We all know the 3-SAT problem is NP-hard, so we don't expect to be
able to get a polynomial-time algorithm to find a satisfying
assignment. But maybe we can at least beat the naive 2^n time bound
of just trying all possible solutions. (ok, we could try all possible
solutions in a random order, getting expected time 0.5*2^n = 2^{n-1},
but that's not much of a savings).
Here is an idea due to Uwe Schoening, that you will see is closely
related to the algorithm we just analyzed. Will first reduce time to
3^{n/2} = 1.73^n, then to 1.5^n, and then to 1.33^n.
Schoening's Alg, version 1:
1. pick a random initial assignment x.
2. while there is at least one unsatisfied clause and have done this
at most n times:
- pick an *arbitrary* unstatisfied clause c.
- flip the bit of a *random* x_i in the clause.

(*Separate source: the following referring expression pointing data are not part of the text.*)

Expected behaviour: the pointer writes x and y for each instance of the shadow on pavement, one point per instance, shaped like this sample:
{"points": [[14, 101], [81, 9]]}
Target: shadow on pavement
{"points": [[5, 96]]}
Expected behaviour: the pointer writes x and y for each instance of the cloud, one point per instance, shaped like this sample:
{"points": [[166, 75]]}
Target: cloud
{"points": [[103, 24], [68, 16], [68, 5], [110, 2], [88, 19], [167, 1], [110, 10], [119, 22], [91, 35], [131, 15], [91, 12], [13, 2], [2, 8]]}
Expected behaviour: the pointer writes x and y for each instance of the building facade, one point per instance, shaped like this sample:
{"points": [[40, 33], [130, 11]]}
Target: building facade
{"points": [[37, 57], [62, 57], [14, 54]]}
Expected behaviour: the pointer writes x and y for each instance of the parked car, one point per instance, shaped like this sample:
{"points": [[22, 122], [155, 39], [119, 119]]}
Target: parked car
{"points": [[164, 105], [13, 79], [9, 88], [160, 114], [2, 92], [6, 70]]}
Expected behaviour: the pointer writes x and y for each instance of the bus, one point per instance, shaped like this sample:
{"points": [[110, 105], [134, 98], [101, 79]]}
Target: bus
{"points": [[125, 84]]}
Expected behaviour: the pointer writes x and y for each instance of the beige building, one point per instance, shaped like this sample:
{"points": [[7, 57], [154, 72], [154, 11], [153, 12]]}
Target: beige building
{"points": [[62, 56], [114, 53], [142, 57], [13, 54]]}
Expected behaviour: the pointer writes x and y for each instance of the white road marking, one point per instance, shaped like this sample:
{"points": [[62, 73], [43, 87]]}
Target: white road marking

3. If the formula is still not satisfied, go to 1.
(see analysis for when to give up).
Analysis #1: consider some arbitrary correct satisfying assignment A.
With probability at least 1/2, the initial x agrees with A on at least
n/2 positions. Now, every iteration of step 2 has at least a 1/3
chance of increasing the agreement with A by 1 (does everyone see
why?). So, there is probability at LEAST p = (1/2)*(1/3)^{n/2}, we
reach a satisfying assignment in n/2 steps. So, whp we will find a
satisfying assignment after at most log(n)/p runs (does everyone see
why?). So this is total time about O(n log n * 3^{n/2}).
Analysis #2: We can get a better bound by just doing a less crude
analysis. Rather than saying "with probability at least 1/2, the
initial x agrees with A on at least n/2 positions", we can say that
the probability x agrees with A on k positions is {n \choose k}*2^{-n}.
So, the probability that in step 2 we make a beeline towards A
(increasing agreement by 1 on each step until reaching a satisfying
assignment) is at least \sum_k {n \choose k}*2^{-n}*(1/3)^k.
As a cute trick we can then see that this equals 2^{-n}*(1 + 1/3)^n.
So, the probability p of success is at least (2/3)^n.
To improve this, we slightly change the algorithm:
Schoening's Alg, version 2:
Same as version #1, but do step 2 for 3n iterations (rather than just
n iterations) before giving up.
Analysis: Hmm - let's leave this to the homework!
[Notes:
- Coloring algorithm is from: Colin McDiarmid, ``A random recouloring
method for graphs and hypergraphs.'' Combinatorics, Probability and
Computing, 2:363-365, 1993.
- 3-SAT algorithm is from: U. Schoening. A probabliistic algorithm for
k-SAT and constraint satisfaction problems. Proc. 40th
Symp. Foundations of Computer Science, pp. 410-414, 1999.
]